The DAX equity index has been on a largely sideways trajectory over the past couple of months, unable to muster up the fight to challenge let alone take out heavy upside resistance in the 15800-16000 area. While global growth expectations as a whole have been pared back, the outlook looks that much cloudier in Europe. As such, just as European equities face greater economic headwinds than their US counterparts, the pace of increase in nominal government bond yields in Europe is also expected to be slower relative to that of US Treasuries. We do view the risk return profile of the European corporate bond market as that favorable, but with the ECB that much further from bond purchase tapering than the Fed, the same urgency to pare positions is not yet apparent.

While the main event for the week in Europe, Thursday’s UK’s BOE meeting is apt to disappoint those looking for something meaningfully market-moving. Of note, Australia’s RBA met Monday night, holding policy unchanged to nobody’s surprise.

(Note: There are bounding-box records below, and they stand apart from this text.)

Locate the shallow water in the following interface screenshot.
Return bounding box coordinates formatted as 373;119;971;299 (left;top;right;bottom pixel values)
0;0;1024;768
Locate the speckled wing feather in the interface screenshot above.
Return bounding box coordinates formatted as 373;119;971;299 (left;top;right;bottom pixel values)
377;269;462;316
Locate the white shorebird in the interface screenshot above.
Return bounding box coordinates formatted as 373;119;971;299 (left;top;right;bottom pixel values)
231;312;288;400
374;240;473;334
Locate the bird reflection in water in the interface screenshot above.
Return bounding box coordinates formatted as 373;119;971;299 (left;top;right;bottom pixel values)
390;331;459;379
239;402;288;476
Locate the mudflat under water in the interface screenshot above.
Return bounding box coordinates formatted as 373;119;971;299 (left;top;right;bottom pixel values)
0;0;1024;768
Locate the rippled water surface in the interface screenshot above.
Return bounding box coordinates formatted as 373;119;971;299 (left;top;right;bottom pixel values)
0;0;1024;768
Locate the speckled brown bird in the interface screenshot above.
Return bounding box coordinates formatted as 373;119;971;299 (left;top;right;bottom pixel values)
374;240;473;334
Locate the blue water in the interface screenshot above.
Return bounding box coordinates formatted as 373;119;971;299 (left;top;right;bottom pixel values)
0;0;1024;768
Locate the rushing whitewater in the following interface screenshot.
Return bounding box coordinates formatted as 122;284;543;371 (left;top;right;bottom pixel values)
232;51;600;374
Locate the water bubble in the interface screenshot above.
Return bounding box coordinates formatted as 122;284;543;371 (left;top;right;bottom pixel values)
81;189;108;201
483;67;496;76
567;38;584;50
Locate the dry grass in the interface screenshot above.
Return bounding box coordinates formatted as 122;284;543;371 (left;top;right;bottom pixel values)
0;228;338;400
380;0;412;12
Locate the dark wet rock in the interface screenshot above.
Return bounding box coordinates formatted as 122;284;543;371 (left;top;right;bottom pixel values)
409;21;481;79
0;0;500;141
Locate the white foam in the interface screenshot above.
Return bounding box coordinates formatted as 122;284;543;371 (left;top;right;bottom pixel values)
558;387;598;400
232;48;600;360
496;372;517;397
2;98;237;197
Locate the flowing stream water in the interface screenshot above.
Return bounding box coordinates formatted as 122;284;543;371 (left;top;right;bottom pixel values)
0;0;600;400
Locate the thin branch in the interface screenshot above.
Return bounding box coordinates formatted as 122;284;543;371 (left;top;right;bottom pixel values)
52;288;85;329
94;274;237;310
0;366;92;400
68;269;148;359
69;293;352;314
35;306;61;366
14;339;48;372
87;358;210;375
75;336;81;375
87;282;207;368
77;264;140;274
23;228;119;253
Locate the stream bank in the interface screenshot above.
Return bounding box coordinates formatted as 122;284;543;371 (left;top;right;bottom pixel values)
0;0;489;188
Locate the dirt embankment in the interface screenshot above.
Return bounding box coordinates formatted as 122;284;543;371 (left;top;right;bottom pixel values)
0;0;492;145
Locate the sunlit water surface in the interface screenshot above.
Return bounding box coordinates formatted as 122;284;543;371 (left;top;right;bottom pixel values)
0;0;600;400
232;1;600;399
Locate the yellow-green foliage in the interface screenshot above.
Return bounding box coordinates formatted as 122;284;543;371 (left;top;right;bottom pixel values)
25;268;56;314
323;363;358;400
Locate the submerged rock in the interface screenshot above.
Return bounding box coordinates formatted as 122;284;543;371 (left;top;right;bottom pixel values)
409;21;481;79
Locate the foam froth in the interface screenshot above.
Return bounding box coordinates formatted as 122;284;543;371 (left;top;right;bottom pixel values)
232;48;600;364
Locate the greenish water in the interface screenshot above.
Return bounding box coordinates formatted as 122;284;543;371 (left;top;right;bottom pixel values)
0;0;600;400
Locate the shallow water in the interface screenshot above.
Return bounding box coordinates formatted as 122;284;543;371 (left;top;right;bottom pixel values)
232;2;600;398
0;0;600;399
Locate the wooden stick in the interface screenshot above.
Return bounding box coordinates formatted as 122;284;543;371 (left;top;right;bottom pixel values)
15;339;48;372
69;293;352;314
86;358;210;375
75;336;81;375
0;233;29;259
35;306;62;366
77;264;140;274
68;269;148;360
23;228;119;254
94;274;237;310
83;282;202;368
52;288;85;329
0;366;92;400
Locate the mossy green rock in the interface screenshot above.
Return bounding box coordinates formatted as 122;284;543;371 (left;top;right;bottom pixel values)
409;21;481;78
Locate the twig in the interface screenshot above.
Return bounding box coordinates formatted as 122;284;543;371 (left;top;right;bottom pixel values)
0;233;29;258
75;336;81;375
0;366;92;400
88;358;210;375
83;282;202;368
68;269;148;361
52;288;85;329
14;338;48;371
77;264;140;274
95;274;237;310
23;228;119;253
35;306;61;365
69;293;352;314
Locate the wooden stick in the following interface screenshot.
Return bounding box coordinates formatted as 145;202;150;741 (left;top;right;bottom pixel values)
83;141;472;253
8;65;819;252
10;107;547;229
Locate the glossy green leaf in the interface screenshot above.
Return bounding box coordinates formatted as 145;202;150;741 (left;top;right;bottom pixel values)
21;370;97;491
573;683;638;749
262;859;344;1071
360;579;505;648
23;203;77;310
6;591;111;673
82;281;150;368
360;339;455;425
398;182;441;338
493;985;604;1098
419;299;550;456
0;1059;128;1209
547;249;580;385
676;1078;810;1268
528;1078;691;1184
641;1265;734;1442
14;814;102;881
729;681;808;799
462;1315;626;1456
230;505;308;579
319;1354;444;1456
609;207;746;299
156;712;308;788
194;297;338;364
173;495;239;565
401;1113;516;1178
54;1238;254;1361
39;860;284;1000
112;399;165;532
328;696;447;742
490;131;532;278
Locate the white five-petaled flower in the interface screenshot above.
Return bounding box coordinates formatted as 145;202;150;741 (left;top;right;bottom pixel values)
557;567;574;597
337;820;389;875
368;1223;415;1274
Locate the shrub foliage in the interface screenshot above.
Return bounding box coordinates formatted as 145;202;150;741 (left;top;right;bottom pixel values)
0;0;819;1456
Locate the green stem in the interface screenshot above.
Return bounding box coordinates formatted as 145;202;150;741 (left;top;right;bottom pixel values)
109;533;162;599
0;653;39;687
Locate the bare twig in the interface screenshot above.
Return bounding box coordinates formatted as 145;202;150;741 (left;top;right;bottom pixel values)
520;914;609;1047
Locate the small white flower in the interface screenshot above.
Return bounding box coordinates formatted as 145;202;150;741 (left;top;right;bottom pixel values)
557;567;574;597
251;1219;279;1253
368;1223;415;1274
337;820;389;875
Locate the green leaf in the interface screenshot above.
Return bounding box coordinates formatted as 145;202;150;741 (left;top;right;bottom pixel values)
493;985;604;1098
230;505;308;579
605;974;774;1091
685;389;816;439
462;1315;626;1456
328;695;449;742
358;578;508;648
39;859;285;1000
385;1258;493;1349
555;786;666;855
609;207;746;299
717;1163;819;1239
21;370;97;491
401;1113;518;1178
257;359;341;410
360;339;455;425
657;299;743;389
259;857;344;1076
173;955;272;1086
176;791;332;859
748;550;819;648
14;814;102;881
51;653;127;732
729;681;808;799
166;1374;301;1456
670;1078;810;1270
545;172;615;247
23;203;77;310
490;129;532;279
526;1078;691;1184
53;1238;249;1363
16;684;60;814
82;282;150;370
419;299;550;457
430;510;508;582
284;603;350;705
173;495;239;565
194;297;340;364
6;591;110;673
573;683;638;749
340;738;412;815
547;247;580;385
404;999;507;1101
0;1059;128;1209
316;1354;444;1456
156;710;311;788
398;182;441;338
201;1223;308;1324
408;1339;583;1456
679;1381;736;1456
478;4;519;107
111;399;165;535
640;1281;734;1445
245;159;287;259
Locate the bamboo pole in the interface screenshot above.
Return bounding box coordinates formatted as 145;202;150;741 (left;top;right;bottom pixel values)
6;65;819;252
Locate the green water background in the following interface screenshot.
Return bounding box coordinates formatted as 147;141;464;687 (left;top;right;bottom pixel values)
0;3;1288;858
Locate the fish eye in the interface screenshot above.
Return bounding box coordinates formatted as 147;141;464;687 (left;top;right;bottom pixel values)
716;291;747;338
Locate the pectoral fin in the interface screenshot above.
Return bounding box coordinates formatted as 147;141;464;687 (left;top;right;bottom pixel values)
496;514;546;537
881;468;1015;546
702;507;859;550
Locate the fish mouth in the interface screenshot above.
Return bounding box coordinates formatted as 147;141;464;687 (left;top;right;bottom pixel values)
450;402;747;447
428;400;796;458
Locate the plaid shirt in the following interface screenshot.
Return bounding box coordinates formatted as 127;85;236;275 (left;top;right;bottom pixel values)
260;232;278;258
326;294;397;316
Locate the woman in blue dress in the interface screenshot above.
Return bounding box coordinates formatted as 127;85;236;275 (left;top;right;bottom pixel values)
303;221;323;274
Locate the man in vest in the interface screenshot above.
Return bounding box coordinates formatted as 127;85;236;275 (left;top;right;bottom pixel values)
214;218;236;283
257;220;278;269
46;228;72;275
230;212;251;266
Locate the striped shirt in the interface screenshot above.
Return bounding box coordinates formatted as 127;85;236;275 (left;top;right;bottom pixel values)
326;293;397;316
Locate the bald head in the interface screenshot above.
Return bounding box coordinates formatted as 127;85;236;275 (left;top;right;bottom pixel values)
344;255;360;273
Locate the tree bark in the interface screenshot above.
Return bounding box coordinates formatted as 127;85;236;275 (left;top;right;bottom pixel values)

The economic calendar in Europe itself features German factory orders, Industrial production readings for Germany, Italy & Spain, and a plethora of manufacturing, services & composite PMIs across the region. German retail sales out on Monday printed above-consensus at +4.2% m/m and +6.2% y/y. Government supply in Europe this week features UK 30-year Gilts on Tuesday, German 5s on Wednesday, and French 10s and Spanish 3s,5s & 10s on Thursday.

US benchmark government yields moved modestly lower on a week-over-week basis, led by a -5-basis point decline in 10s to 1.19%. As per 10-year TIPS market pricing, the move was powered by a -10 bps drop in -10-year real yields to -1.15%, with breakevens up +5 bps as a partial countermove. On a month-over-month basis, 10-year nominal yields are now down -25 bps, led by -26 basis point decline in real yields. The 2-10s curve is seen roughly -18 bps bull-flatter over this time to current levels near +102 bps. Credit spreads had a slight tightening bias in the higher-grade spectrum, but were seen a little wider in the lower grades. 10-year single-As narrowed in to 87 bps, while BBs moved out a couple to 247 basis points.

The economic calendar in the US is highlighted this week by Friday’s nonfarm payrolls reports, as investors prepare for consensus numbers of +900K on the headline (vs previous +850K), and a drop in the unemployment rate to 5.6% from the previous 5.9%. Also scheduled are Tuesday’s factory orders report, ADP employment, and Markit services & composite PMI on Wednesday, the trade balance on Thursday, and wholesale inventories & consumer credit to bring up the rear on Friday. Nothing is scheduled from the government supply calendar, but we do get next week’s supply announcement for 3s, 10s & 30s on Wednesday. We hear from three FOMC voting members this week -Bowman, Clarida, and Waller, as investors look for deeper insights from within the ranks from that of the recent FOMC statement and Powel testimony.